Great. Thanks. This fits.
Fill your wheelhouse, Chris.
Sure. Jumping in already. Thanks for the question. This one sits in that third pillar that I spoke to, the partnership with CiRA, which is allowing us to extend our capabilities in working with clonal cell populations that have the ability to be really tailored. Think about this as programmable.
We think of this as programmable biology, right, that we have the capacity to develop over the coming years. And we're not doing that in isolation, kind of following some people's publications. We're doing it, first of all, with the world experts, with Shinya Yamanaka's team, experts in this space. But we're also doing it while we're developing innate cell therapies, innate cell therapies that are going to teach us important things around some of the engineering approaches that can bring the most value in a clonal setting. And so that's why we're excited about the clonal space. We're not ignoring it. You're right. As there are many different immune subtypes that are potentially interesting ones, I think we have the capabilities to follow that science and move with agility to develop different kinds of platforms.
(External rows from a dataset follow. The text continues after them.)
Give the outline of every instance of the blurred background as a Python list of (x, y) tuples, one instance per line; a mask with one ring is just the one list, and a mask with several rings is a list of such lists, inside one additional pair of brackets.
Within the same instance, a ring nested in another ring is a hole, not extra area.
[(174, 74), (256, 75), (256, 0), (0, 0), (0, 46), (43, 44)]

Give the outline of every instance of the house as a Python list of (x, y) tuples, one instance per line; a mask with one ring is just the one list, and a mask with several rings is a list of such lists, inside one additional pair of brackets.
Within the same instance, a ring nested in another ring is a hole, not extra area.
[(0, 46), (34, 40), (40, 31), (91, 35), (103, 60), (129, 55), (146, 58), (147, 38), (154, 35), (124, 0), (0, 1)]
But certainly today, a lot of interest on our side around those innate cell subtypes that I've shared with you in some detail today.
Okay. Thank you.
Great. And this will bring the event to a close. Thank you so much for joining us. On the last slide, we do have a summary of some of our upcoming events. One thing I'd like to highlight is we have a Finance Strategy Day coming up. So please look out for an invitation for that coming your way. And that is all for today's event. Have a nice evening or day. Bye now.